A morte de Augusto Lenine Abreu

O MARINHEIRO, O AMIGO, O PINTOR E O EX-AUTARCA DEIXOU-NOS PARA SEMPRE
    
     Quem diria que o marinheiro, o amigo, o pintor e o ex-autarca completaria oitenta anos a 18 de Janeiro do próximo ano ?...
   Com a vitalidade que exibia Augusto Lenine Abreu, ninguém podia acreditar que a sua morte acontecesse assim tão rapidamente, mas a grande verdade é que ela surgiu inesperadamente deixando a população de Barcarena numa grande consternação, pois era um homem demasiado conhecido, atencioso, muito preocupado com o problema dos outros, e sempre com uma história para contar, onde a marinha era obrigatoriamente o principal protagonista.
    Falava-nos por vezes do seus importantes trabalhos, quase sempre desvalorizando as suas habilidades, mas a verdade é que as suas obras tinham muita qualidade, daí receber sempre muitos pedidos, o que ele francamente não podia corresponder.
  A arte de pintar sobre azulejo, só ele sabia dar o tal toque final que fazia agradar o amigo. Os preços … ora os preços era o quanto bastasse para pagar os materiais porque de resto jamais seria com esta sua arte que Lenine iria enriquecer, pois ele pintava por gosto, por distracção e também para satisfazer a vontade dos seus amigos.

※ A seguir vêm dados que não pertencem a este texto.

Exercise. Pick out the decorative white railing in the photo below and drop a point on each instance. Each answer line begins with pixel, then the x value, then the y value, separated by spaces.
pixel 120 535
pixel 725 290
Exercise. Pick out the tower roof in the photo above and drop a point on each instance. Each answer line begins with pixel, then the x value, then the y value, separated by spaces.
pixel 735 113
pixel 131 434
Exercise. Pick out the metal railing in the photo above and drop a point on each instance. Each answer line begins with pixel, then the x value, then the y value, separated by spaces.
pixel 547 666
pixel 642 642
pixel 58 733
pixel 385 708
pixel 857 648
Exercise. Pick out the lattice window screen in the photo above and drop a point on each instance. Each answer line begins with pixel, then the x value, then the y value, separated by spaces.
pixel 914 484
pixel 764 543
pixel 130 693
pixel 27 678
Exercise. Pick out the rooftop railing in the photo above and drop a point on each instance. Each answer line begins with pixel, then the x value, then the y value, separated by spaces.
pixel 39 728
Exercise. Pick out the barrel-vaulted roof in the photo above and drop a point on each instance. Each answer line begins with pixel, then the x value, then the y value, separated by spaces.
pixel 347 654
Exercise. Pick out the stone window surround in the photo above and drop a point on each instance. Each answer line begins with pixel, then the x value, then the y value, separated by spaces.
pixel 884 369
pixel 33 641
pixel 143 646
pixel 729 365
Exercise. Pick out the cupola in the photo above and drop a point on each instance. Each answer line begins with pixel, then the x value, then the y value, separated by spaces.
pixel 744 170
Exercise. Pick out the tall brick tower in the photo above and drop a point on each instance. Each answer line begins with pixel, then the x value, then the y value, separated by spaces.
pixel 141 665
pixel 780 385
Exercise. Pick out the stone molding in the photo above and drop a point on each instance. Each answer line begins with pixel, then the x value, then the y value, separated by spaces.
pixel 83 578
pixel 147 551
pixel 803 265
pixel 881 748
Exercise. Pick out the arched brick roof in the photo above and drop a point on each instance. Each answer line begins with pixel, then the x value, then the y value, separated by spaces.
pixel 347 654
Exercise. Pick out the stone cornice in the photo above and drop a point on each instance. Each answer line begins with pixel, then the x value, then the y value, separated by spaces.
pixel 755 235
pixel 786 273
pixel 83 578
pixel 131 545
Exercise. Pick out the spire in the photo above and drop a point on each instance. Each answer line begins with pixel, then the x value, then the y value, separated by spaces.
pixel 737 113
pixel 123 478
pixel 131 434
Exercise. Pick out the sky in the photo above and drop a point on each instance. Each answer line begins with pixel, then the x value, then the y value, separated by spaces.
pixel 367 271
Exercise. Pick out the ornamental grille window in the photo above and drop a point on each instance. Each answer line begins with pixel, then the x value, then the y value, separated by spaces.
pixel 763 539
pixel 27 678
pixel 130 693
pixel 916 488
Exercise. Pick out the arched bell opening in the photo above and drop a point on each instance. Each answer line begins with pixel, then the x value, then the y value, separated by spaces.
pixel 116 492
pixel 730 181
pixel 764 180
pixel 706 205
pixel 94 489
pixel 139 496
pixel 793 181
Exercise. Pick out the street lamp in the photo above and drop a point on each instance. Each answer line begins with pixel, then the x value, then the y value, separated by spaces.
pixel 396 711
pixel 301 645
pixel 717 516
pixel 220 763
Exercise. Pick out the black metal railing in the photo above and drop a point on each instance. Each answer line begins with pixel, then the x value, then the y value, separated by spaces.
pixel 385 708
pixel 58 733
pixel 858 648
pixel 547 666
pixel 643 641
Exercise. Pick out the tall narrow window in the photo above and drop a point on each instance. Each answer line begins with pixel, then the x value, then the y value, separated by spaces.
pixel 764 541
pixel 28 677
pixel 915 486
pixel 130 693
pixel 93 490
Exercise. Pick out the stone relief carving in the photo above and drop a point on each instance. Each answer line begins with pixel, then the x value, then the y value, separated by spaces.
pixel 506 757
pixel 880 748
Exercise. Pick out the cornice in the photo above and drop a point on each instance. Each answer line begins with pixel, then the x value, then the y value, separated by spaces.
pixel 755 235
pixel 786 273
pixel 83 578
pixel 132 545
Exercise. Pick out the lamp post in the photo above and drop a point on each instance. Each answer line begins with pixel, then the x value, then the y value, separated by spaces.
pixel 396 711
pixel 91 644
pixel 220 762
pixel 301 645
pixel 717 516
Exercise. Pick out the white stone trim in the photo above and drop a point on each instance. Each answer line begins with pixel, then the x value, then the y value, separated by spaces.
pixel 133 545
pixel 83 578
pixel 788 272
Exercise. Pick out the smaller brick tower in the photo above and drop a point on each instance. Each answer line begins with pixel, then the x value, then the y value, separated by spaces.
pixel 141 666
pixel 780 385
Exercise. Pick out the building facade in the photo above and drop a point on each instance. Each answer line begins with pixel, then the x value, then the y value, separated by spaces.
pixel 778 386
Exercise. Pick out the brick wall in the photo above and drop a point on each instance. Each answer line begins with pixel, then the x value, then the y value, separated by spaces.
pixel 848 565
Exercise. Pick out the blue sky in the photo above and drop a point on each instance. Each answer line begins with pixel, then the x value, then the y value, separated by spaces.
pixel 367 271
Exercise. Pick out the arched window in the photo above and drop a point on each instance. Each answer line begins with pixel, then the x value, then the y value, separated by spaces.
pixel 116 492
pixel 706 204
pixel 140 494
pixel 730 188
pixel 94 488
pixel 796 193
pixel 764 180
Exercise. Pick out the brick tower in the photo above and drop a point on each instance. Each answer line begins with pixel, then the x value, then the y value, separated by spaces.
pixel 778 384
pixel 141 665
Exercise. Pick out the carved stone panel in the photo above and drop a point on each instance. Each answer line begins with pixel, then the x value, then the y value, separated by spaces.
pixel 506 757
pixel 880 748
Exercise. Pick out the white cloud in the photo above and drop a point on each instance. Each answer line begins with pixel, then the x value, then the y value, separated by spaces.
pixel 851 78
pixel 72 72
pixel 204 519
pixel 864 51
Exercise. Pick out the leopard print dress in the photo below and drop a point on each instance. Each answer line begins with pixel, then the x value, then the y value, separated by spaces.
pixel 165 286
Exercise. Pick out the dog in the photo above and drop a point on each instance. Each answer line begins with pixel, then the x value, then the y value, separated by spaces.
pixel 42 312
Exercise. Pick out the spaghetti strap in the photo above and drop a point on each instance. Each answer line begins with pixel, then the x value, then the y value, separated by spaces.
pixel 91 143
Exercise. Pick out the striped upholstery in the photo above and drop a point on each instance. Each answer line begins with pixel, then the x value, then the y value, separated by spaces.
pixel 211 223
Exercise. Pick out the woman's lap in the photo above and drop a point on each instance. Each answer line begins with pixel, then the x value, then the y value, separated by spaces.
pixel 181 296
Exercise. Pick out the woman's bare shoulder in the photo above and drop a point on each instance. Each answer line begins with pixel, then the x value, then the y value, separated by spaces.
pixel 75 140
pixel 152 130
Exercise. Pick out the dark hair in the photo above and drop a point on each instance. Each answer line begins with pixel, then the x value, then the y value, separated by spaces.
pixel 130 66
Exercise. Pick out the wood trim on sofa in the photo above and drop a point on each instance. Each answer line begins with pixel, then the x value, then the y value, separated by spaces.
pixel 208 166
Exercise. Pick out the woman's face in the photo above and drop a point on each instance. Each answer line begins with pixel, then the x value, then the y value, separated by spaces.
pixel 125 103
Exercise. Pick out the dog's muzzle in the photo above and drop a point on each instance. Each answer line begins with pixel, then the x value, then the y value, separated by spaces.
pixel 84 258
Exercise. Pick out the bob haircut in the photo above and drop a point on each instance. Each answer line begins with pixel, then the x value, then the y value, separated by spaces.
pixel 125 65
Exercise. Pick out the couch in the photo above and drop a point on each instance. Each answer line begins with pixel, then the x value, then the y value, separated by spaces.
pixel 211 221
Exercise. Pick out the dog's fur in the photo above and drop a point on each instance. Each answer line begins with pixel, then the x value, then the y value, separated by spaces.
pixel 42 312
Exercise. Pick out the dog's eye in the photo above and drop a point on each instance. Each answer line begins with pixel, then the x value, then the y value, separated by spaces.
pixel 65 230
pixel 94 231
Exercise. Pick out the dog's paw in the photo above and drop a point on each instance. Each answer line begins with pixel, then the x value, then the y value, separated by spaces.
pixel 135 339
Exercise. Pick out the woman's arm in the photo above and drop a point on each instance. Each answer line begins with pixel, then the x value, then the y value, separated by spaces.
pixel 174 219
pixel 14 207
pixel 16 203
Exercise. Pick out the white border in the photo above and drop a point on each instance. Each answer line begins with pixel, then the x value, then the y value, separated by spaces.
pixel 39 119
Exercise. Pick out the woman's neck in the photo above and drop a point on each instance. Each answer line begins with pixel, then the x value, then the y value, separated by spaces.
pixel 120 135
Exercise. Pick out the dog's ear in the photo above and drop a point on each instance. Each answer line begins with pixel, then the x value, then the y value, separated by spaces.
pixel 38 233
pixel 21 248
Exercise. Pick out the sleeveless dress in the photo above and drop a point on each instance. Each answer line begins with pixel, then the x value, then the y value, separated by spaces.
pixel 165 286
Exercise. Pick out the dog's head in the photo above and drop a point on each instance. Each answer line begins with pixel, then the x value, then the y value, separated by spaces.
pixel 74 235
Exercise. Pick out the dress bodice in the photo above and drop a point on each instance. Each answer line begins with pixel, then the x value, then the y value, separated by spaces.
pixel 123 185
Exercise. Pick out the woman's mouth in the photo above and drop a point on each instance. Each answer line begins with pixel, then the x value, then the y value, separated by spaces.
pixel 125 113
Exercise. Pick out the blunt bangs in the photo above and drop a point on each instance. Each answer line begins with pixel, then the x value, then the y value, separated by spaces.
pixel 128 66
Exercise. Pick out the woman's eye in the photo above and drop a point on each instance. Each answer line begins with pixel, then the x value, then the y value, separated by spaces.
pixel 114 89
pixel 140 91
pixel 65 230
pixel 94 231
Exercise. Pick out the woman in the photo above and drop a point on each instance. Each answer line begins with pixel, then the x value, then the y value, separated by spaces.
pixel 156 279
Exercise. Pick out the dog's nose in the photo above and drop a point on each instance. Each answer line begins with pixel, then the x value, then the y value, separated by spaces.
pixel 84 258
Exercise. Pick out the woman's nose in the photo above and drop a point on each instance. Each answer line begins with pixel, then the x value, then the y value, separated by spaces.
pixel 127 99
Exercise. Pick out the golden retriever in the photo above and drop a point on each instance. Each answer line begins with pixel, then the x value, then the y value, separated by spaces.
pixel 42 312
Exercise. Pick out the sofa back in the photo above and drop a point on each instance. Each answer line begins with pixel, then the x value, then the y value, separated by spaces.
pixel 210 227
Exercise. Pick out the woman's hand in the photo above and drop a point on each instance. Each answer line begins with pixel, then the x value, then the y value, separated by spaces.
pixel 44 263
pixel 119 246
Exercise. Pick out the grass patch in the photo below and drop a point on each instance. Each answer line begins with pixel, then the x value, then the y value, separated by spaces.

 Assim surgiram dezenas de trabalhos que ele naturalmente, passados todos estes anos, até desconhecia onde se encontravam, mas a realidade era só uma, tinha feito o gosto ao dedo e sobretudo encantado o seu cliente, que orgulhosamente exibia os seus trabalhos nos sítios mais convenientes.
  Assim aconteceu com Fernando Silva, que lhe solicitou alguns quadros em azulejos e os exibe com a maior estima e consideração em sítios frequentados, como é a entrada do seu museu Etnográfico, com a placa identificativa do mesmo, e o salão do restaurante Retiro Típico da Quinta do Filinto.
 Os seus trabalhos são sempre admirados com minúcia fazendo mesmo inveja a sua arte, o seu saber, o seu requintado bom gosto e tantos nos têm solicitado o seu endereço, mas por vezes não é possível assim repentinamente, no entanto agora, infelizmente, as suas habilidades apenas vão ficar na memória dos seus amigos, recordá-las e apelar para que os mais novos sintam com fervor a sua arte, insistam naquele tipo de actividade, pois será uma forma de constantemente, enquanto por cá andarmos, recordarmos com muita saudade esse grande homem chamado Augusto Lenine Abreu que tão inesperadamente nos deu o desgosto de ver desaparecer para sempre.
     A notícia de sua morte chegou brutalmente à nossa redacção o que nos deixou deveras tristes, por tão inesperado se ter registado.
  Lenine Abreu ainda há menos de uma semana tinha falado connosco a marcar o serviço para a próxima edição do jornal “ A Voz de Torcena” onde ele era colaborador há alguns anos, rubricando a coluna “História do Dia”.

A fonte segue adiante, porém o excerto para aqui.